Neuromatch Academy 2020 is a three-week online summer school in computational neuroscience that took place in July of 2020. We created interactive notebooks covering all aspects of computational neuroscience – from signals and models of spikes to machine learning and behaviour. We hired close to 200 TAs to teach this material to 1,700 students from all over the world in an inverted classroom setting. Over 87% of students that started the class finished it, a number unheard of in the MOOC space.

By now, we have a preprint out, and NMA has been covered in Nature and the Lancet. So how did we do it? Building something that goes from 0 to several hundred volunteers working tirelessly is a huge endeavor, and I’m sure a lot of the readers of this blog coming from an academic background have trouble even imagining how you can get something like that off the ground. Richard Gao wrote a great post on how it felt to be flying in this anarchist hacker spaceship as it was being built. I wanted to share some thoughts with you that I hope will be helpful if you ever want to create an experience at this scale.

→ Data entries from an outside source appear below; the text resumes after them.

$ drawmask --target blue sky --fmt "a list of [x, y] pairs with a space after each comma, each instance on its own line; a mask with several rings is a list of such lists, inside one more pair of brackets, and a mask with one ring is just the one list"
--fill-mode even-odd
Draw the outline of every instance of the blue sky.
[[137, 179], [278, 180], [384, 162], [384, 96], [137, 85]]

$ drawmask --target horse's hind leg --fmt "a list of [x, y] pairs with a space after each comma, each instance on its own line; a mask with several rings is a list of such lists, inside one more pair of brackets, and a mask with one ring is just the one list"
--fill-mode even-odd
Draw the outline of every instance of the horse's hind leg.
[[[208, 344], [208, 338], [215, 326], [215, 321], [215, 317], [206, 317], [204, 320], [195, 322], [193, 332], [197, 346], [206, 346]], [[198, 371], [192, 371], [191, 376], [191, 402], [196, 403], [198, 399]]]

A little background: my stint into teaching

After my time at Facebook, I wanted to focus on the academic route. I became interested in teaching and taught an introductory CS class at a local college, building my materials from scratch. I thought, rather naively, that since I knew CS, this would be fairly straightforward. But preparing course materials materials for beginners is anything but easy. One issue is the curse of expertise: if you know a subject pretty well it becomes harder to explain it to a novice. For example, here’s my explanation of globals in Python:

Python has two scopes: module and function. You have read access to module variables inside of a function. However, if you want to write to a module variable it, you need to use the global keyword. Unless the variable is a reference type… If a variable is a dict or a list, for example, you can change its contents inside a function even if it’s a module variable. That’s because Python has pass-by-ref semantics for complex types. You see, default pass-by-ref semantics for complex types were originally introduced in fourth generation languages to get rid of the difficulty of granular pass-by-value or pass-by-ref semantics in languages like C. […many rambling minutes later…]. In any case, don’t use globals if you can avoid them.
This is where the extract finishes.